Belonging to a writers’ group assures you of readership. Even if you are years away from writing professionally and reaching an audience through the printed page, you can be read right away by people genuinely interested in finding out what you have to say and how you’ve set about saying it. They won’t be first readers at a publishing house, scanning a couple of pages and then affixing a rejection slip. They’ll read every word, and they’ll take time to figure out how they feel about what they’ve read.

Another very real benefit of group membership is that it can help provide a structure for part-time writing. If I know there are half a dozen people expecting to hear my next chapter on Thursday night, I’ve got a compelling reason to write it now rather than put it off a few days. One of the most difficult things for part-timers to do is prioritize writing, and unless we assign our writing a high priority we simply won’t get around to it. There are too many other demands on our time for us to write something nobody wants to read anyway. But when we know there are people waiting to read it, people who will look at us funny if we show up empty-handed, we have that much more reason to sit in front of the typewriter tonight instead of the TV or the sewing machine.

If the feedback we receive is of questionable value, the feedback we supply is clearly worthwhile. Not necessarily for the person who gets it, but for us who give it.

By this I mean that one of the best ways to develop insights into one’s own work is by seeing what does and doesn’t work in other people’s writing. We learn to write by writing, but we also learn by reading. Unfortunately, we usually try to learn by reading the published work of superior writers—and that’s not likely to be hugely informative.

We can learn faster by reading the unpublished work of amateur writers. It’s not smooth, it’s not completely professional, and it’s in manuscript rather than a bound book. The critical faculties are less in awe that way, and the flaws are more accessible.

Feeding Oneself

Writing is a lonely business. I don’t know that there’s any help for that. When all is said and done, the writer has to face a blank sheet of paper and has to do it alone. For all the people who may wind up on the acknowledgments page, all the people without whose help we swear we couldn’t have written a word, we still ultimately do it all ourselves, and we do it all alone.

Membership in a group of writers can’t make the work itself any less solitary, but it can eliminate some of the isolation that’s so much a part of the writer’s life. Being regularly in the company of other people who are trying to do essentially the same thing and having the same sort of problems doing it can be enormously helpful. It may even be essential.

In the past several years, much of my writing has been done at a writers’ colony. I’ve written before about the experience, and have told how the privacy and the respite from mundane tasks enables one to concentrate intently upon one’s work and get a prodigious amount accomplished. A factor, unquestionably, is that one is surrounded by fellow artists who are similarly engaged. Their presence has a definite energizing effect.

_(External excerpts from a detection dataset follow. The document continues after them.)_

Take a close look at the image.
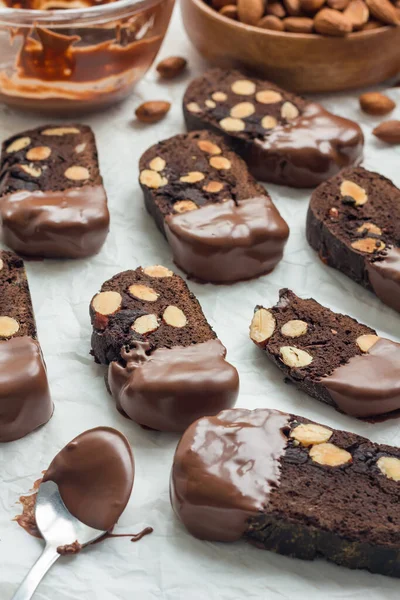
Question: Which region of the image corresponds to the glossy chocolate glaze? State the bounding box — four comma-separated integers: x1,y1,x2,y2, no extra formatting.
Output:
321,339,400,418
0,336,53,442
43,427,135,531
108,340,239,431
171,409,289,542
253,103,364,188
366,247,400,312
0,185,110,258
165,196,289,283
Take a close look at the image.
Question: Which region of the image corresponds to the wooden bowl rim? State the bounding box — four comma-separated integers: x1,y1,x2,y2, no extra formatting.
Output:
187,0,394,42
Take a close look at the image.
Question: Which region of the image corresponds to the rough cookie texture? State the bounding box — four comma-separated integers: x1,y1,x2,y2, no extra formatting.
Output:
250,289,400,418
0,125,109,258
90,265,239,431
0,251,53,442
183,69,364,187
140,131,289,283
171,409,400,577
307,167,400,312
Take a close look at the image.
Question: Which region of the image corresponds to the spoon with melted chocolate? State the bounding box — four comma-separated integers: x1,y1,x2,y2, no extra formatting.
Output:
12,427,135,600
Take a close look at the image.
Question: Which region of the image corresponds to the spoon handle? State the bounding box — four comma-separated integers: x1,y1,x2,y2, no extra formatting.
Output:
12,545,60,600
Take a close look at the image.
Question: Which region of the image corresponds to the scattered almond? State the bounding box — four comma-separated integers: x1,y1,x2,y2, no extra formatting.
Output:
174,200,199,214
314,8,353,37
156,56,187,79
376,456,400,481
135,100,171,123
279,346,313,369
64,165,90,181
0,317,19,338
356,333,381,352
250,308,276,344
129,283,159,302
210,156,232,171
26,146,51,160
163,306,187,328
92,291,122,316
351,238,386,254
290,423,333,447
281,319,308,337
310,443,353,467
143,265,173,279
149,156,167,173
372,121,400,144
6,137,31,154
197,140,222,154
131,315,160,335
360,91,396,116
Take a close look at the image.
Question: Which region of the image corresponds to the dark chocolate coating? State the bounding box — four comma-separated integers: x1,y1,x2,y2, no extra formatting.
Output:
183,69,364,188
171,409,400,577
0,336,53,442
43,427,135,531
306,167,400,312
108,340,239,432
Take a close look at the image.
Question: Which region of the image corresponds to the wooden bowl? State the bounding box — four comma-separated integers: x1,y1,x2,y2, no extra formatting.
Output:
181,0,400,92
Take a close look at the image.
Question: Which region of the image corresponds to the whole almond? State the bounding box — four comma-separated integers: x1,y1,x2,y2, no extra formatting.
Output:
283,0,301,17
372,121,400,144
257,15,285,31
314,8,353,37
283,17,314,33
211,0,237,10
237,0,264,25
135,100,171,123
156,56,187,79
219,4,238,21
326,0,350,10
300,0,325,14
265,1,286,19
343,0,369,29
359,92,396,116
366,0,400,25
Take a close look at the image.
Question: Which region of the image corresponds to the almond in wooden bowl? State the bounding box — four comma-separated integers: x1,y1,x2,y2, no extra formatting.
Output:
181,0,400,93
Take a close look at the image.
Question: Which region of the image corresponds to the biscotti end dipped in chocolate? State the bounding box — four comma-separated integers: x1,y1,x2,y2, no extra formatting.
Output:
171,409,400,577
250,289,400,418
307,167,400,312
0,251,53,442
0,124,110,258
140,131,289,283
90,265,239,431
183,69,364,188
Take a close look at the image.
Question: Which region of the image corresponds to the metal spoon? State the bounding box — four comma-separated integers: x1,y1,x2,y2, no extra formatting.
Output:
12,481,106,600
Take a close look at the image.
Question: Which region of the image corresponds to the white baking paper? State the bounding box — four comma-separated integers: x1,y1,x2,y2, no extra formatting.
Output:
0,9,400,600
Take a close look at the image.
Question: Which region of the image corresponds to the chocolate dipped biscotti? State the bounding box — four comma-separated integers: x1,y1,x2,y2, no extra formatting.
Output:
90,265,239,431
171,409,400,577
0,250,53,442
250,289,400,418
0,125,110,258
140,131,289,283
307,167,400,312
183,69,364,188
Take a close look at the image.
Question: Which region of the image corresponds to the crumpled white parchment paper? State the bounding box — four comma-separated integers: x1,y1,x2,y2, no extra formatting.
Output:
0,7,400,600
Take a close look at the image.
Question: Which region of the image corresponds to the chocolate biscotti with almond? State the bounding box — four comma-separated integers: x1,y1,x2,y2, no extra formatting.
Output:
183,69,364,188
90,265,239,431
0,124,110,258
306,167,400,312
0,250,53,442
139,131,289,283
250,289,400,418
171,409,400,577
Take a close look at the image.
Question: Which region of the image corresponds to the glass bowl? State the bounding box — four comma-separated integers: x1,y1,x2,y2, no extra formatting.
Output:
0,0,174,113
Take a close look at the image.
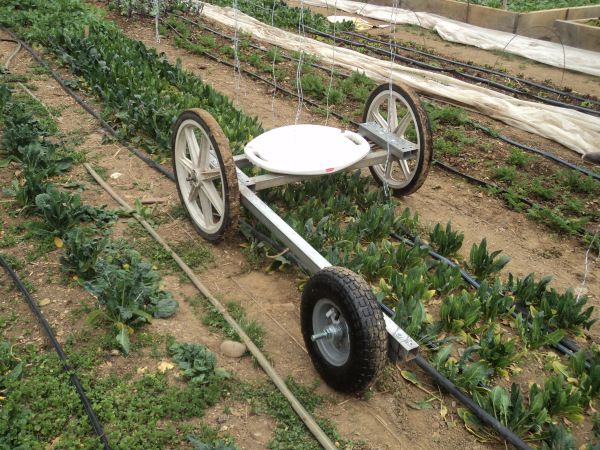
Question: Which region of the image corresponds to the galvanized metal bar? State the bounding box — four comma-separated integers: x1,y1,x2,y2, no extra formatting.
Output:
237,166,419,361
240,183,331,275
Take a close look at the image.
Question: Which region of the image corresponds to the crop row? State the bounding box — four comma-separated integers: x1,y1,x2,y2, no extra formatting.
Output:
0,84,177,353
4,1,600,448
161,16,600,250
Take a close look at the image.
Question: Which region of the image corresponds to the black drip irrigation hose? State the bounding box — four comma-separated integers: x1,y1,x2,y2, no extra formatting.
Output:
341,31,600,106
390,232,592,369
469,122,600,181
305,26,600,116
166,20,358,125
0,25,175,180
0,255,110,450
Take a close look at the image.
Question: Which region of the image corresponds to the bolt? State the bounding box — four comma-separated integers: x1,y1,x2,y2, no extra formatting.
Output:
310,325,344,342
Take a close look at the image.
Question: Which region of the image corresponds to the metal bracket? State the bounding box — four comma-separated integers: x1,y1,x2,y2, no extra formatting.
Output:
383,314,419,362
358,122,419,159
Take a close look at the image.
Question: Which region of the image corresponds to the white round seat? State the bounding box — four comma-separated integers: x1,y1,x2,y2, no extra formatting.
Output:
244,124,370,175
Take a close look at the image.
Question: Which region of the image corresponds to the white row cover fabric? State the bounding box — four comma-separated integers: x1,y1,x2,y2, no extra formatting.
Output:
303,0,600,76
202,3,600,154
244,124,371,175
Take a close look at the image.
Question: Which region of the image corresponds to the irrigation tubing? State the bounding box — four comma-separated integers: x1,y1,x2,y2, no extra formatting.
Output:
0,25,175,180
0,26,576,450
166,14,600,179
390,232,592,369
305,26,600,116
0,255,110,450
342,31,600,106
469,121,600,181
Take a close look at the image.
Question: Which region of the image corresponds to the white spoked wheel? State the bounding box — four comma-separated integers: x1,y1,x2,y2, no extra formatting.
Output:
171,109,239,241
363,83,433,196
300,266,388,392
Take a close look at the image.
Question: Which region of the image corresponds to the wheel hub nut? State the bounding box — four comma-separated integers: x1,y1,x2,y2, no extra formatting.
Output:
310,325,344,342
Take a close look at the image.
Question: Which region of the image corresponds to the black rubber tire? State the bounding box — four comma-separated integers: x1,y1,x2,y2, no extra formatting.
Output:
171,108,240,242
300,266,387,393
363,83,433,197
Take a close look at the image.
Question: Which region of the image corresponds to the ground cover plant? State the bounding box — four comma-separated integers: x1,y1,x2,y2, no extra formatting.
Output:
3,0,591,445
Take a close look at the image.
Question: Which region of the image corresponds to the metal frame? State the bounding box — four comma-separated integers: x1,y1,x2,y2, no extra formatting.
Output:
234,129,419,361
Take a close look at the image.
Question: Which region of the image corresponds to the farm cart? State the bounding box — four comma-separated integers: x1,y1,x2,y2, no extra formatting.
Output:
172,84,432,392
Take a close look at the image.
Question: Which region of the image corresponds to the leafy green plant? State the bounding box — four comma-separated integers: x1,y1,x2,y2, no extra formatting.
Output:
440,290,481,333
473,383,549,437
473,325,522,376
84,241,178,353
539,289,597,331
431,345,492,392
506,273,552,306
541,423,577,450
429,222,465,257
428,263,464,295
467,239,510,280
380,266,435,337
530,374,583,422
35,187,116,236
477,279,515,321
60,227,108,280
569,348,600,402
169,343,229,385
515,306,565,349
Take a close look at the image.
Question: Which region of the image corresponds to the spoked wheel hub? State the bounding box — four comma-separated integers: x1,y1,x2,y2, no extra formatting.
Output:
172,109,239,241
363,83,433,196
310,299,350,366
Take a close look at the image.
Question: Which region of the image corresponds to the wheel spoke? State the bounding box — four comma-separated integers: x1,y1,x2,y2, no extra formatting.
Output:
198,189,214,221
198,136,210,171
185,127,200,167
188,185,200,203
398,159,410,180
373,111,387,130
394,111,412,137
385,159,394,180
179,156,194,173
388,96,398,132
198,169,221,181
201,182,224,216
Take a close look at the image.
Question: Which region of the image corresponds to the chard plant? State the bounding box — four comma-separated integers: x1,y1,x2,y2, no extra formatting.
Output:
440,289,481,333
429,222,465,258
467,239,510,280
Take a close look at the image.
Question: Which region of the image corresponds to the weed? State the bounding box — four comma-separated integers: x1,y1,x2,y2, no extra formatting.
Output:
492,166,517,184
202,301,265,348
169,343,230,385
506,147,533,169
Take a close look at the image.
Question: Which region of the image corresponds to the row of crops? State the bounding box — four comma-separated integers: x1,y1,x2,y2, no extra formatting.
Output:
0,84,177,353
159,12,600,250
1,0,600,449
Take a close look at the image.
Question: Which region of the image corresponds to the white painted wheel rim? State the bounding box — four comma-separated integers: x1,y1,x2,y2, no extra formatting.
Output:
366,90,421,189
175,119,225,234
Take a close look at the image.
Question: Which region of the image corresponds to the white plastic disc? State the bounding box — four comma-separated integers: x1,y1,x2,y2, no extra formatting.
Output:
244,125,370,175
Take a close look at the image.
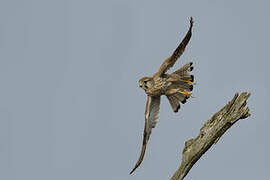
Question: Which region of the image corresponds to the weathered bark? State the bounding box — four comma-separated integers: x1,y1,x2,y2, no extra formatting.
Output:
171,92,250,180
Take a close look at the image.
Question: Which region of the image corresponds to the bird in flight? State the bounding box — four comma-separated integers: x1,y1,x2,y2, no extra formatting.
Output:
130,17,194,174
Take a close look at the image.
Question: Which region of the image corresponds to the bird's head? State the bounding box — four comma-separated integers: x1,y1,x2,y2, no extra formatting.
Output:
139,77,153,90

Typically, the writers and painters and composers at the colony don’t talk much about what they’re doing. An artist may open his studio toward the end of his stay so that his fellows can see what he’s done. A composer may give a recital, or a writer a reading. But these are not occasions for feedback. We serve one another as appreciative audience, not as critics.

The company of other writers is important, at a colony or back in the real world. A writers’ group can be extremely valuable even if no one ever brings in a manuscript, and even if nobody ever talks about writing. There is something special about being with other writers, whether the subject under discussion is baseball or botany or Byzantium.

In a writers’ group, it probably helps if the members are at a similar stage of development; otherwise people can get locked into roles. It may be desirable, too, if everybody’s working in the same general area of writing. But the most important thing is simply being in the company of one’s fellows. It’s one of the reasons we join organizations and attend conferences, one of the reasons we get together in the pages of this magazine. One way or another, we seem to need each other.